Wendell Berry cited in reflection on philanthropy
21 February 2014
We cannot give what we do not have. A holistic view of philanthropy takes into account both how we obtain our resources and how we expend our resources. Philanthropy is both together; one is not possible without the other, and yet we regularly act as if philanthropy is only about the money we give away.
This fragmented view of philanthropy risks compromising the values we claim to stand for. Wilson would have us believe that it is perfectly consistent to make wealth one’s chief aim during the first half of life, only to change that aim to philanthropy in the second half of life. But the values inherent in these two pursuits are disjointed, if not totally opposed to one another.

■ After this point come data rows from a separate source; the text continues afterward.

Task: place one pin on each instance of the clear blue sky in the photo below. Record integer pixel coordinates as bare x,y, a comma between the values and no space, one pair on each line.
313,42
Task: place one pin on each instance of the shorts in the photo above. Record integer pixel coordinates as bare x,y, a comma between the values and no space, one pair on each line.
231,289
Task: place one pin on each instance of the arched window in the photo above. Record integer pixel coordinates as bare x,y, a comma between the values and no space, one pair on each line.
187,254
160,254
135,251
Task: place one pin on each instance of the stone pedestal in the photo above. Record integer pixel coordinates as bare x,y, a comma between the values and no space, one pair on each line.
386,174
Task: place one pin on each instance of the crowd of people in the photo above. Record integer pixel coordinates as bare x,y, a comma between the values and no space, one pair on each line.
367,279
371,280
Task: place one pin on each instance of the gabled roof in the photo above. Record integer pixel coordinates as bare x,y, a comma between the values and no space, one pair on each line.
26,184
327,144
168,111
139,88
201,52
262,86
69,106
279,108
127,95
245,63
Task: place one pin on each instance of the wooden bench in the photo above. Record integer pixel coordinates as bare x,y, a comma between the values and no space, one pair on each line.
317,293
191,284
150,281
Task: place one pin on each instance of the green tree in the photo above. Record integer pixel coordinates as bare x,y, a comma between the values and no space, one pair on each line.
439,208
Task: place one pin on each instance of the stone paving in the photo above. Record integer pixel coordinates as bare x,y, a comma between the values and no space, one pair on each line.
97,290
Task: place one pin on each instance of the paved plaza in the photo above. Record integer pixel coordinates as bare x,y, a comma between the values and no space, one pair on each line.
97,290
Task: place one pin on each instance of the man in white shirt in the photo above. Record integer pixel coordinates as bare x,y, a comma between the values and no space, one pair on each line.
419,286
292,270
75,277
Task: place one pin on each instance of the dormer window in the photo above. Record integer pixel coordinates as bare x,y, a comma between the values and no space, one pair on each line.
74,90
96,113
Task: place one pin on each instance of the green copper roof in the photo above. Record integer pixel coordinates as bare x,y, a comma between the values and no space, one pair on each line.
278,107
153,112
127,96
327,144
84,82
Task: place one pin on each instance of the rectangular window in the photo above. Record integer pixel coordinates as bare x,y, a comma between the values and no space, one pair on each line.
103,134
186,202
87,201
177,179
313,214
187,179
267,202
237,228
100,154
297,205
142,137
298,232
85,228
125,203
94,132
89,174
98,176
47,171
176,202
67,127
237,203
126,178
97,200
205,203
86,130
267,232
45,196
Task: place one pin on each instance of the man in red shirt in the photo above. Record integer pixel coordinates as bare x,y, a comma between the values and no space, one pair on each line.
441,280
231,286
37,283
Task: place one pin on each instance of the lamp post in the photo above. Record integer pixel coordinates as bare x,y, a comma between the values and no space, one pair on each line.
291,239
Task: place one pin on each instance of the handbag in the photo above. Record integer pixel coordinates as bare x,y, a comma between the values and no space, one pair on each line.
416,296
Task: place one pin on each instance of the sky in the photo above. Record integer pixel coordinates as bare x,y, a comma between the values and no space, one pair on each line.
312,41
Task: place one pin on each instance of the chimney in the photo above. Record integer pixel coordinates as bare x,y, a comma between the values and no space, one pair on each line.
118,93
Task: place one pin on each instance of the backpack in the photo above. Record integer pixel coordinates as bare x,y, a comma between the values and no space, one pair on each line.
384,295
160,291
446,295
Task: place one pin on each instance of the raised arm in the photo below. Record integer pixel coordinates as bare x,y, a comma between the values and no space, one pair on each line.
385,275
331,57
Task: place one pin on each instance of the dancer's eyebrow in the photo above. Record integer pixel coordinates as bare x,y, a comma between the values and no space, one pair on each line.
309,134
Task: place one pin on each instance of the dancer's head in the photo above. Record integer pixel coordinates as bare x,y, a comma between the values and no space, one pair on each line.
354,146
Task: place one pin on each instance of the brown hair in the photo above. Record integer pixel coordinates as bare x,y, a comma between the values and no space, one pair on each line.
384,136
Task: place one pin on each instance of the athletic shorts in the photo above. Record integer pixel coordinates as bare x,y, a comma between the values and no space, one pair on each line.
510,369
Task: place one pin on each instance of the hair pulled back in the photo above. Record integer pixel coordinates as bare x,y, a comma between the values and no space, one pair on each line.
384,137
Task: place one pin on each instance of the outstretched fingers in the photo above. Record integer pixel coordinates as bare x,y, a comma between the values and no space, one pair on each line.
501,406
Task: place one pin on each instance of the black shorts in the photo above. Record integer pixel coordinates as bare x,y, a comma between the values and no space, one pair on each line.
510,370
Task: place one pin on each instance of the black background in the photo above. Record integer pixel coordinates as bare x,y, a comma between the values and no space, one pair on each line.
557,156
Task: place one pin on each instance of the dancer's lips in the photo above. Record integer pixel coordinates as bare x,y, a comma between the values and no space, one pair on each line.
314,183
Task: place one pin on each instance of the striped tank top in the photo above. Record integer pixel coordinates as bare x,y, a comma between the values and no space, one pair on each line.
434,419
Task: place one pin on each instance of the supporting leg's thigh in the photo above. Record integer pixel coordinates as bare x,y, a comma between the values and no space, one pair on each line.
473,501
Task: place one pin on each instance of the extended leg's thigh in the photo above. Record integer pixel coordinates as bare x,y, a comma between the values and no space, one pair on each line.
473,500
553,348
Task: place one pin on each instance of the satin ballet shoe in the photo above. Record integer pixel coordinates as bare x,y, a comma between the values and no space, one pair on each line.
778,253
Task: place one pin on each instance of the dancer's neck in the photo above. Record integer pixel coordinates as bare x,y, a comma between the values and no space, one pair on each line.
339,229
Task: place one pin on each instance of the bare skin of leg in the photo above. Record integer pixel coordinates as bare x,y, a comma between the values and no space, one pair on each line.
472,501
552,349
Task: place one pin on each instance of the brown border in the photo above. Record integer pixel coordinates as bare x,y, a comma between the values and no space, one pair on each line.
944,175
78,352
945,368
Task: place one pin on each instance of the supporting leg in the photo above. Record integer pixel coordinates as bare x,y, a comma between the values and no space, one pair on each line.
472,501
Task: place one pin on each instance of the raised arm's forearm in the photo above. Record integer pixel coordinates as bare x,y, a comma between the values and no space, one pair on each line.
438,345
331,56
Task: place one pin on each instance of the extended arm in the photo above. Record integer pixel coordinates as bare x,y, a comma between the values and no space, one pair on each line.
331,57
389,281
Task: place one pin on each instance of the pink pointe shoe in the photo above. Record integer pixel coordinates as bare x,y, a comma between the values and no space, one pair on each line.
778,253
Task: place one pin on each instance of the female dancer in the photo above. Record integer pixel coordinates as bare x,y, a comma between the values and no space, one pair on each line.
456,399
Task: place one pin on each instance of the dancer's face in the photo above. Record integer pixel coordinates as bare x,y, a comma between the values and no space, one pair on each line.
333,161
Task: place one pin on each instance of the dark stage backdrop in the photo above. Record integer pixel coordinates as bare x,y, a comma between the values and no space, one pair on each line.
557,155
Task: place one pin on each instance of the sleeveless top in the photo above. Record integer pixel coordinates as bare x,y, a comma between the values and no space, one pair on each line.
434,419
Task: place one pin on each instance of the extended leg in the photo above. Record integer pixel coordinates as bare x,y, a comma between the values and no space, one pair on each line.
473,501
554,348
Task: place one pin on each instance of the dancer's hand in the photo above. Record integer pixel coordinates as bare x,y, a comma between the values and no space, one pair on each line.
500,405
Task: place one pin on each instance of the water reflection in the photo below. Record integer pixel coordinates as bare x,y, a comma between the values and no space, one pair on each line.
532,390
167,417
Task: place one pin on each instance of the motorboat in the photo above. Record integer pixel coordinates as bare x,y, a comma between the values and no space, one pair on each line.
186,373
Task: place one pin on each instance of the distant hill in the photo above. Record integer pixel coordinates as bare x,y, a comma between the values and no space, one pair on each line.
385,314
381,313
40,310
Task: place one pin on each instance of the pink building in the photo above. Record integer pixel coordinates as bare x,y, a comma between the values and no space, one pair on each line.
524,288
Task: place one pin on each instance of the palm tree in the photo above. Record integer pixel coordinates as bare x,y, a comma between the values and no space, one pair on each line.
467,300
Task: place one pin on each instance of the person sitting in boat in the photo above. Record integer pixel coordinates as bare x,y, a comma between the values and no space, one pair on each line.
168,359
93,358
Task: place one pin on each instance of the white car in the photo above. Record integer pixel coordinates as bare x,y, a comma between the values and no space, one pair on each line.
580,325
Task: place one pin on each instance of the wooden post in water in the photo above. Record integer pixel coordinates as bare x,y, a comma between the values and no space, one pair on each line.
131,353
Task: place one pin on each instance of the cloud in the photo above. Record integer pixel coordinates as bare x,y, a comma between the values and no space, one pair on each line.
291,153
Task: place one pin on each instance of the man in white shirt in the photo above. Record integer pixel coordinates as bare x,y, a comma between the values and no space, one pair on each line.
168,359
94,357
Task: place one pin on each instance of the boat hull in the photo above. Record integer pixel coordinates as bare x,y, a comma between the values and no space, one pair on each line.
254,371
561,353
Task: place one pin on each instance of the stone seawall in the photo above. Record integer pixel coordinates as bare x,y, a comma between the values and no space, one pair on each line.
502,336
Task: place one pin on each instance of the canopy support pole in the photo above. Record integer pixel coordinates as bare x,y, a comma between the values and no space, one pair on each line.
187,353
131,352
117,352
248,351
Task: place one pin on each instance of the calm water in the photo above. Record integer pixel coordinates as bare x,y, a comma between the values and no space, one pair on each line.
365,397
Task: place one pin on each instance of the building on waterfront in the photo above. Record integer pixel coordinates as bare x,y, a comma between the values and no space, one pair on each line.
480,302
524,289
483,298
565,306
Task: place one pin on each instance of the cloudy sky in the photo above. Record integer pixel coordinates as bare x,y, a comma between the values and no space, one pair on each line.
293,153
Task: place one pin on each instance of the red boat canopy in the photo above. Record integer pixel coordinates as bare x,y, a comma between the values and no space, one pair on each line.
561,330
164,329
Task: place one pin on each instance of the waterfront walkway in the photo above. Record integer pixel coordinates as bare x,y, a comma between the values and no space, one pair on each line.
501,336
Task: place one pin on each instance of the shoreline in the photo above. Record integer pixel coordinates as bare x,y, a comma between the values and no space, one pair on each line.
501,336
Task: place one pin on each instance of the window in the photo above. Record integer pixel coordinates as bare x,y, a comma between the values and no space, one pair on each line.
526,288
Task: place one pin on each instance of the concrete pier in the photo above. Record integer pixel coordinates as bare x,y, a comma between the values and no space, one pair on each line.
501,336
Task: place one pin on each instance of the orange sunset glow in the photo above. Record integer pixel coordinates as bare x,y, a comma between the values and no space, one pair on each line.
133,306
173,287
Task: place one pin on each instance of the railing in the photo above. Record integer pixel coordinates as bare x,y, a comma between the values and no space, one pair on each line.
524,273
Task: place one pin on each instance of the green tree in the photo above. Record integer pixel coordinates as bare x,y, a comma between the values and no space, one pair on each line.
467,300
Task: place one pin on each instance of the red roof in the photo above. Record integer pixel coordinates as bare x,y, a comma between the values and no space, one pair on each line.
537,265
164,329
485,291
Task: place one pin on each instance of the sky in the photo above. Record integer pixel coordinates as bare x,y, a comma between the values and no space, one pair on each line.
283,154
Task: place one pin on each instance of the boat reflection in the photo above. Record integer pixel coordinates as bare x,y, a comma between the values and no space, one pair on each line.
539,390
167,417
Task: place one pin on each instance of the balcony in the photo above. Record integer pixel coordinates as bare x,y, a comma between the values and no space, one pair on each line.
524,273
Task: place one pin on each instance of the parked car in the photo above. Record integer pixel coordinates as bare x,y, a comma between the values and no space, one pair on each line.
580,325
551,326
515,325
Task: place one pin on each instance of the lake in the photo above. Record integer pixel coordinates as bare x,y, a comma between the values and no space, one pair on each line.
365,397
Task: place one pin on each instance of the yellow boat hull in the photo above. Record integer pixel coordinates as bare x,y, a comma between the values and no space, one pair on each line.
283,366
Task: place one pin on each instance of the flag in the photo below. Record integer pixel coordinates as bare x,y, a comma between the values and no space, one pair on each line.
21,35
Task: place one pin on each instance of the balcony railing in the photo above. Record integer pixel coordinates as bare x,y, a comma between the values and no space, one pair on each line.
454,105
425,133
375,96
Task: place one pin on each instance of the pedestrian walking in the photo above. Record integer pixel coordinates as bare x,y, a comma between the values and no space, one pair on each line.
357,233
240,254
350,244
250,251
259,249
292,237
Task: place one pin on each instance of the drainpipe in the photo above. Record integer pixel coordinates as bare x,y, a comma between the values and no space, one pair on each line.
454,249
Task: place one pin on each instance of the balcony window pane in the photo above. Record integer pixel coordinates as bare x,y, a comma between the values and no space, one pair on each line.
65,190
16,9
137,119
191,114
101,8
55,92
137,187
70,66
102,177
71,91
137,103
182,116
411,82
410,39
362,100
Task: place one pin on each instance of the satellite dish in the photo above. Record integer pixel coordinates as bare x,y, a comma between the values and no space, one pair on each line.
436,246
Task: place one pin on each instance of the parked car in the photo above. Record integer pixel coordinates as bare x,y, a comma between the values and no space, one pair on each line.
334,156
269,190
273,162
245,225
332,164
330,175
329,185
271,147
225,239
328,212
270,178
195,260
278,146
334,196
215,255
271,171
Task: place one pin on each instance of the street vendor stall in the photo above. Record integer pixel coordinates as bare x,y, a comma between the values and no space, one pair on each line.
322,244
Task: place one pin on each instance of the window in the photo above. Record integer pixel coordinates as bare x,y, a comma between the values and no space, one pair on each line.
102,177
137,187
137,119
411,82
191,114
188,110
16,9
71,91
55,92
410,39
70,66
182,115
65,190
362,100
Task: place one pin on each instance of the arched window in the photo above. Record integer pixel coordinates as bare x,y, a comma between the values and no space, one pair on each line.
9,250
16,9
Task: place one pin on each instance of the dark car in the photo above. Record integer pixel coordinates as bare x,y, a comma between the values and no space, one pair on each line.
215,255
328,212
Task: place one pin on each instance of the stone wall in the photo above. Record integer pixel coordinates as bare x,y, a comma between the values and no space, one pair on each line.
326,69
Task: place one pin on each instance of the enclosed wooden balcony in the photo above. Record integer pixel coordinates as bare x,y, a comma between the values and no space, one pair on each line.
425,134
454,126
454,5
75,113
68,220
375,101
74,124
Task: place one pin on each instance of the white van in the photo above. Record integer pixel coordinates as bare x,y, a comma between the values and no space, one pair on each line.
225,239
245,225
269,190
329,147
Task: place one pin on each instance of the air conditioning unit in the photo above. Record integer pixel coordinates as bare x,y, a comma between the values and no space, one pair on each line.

Making wealth our highest priority (or at least a higher priority than giving) will inevitably cause us to act in ways that are antithetical to “the love of humanity”.
Wendell Berry knows this viscerally. In his 2012 Jefferson Lecture, Berry recounts the story of his grandfather, a small Kentucky farmer who spent his working life at the mercy of the American Tobacco Company (ATC), which was founded by James B. Duke. The ATC, as Berry put it, “had eliminated all competitors and thus was able to reduce as it pleased the prices it paid to farmers.” This made life very hard for the Berry family and countless other tobacco farmers across the U.S.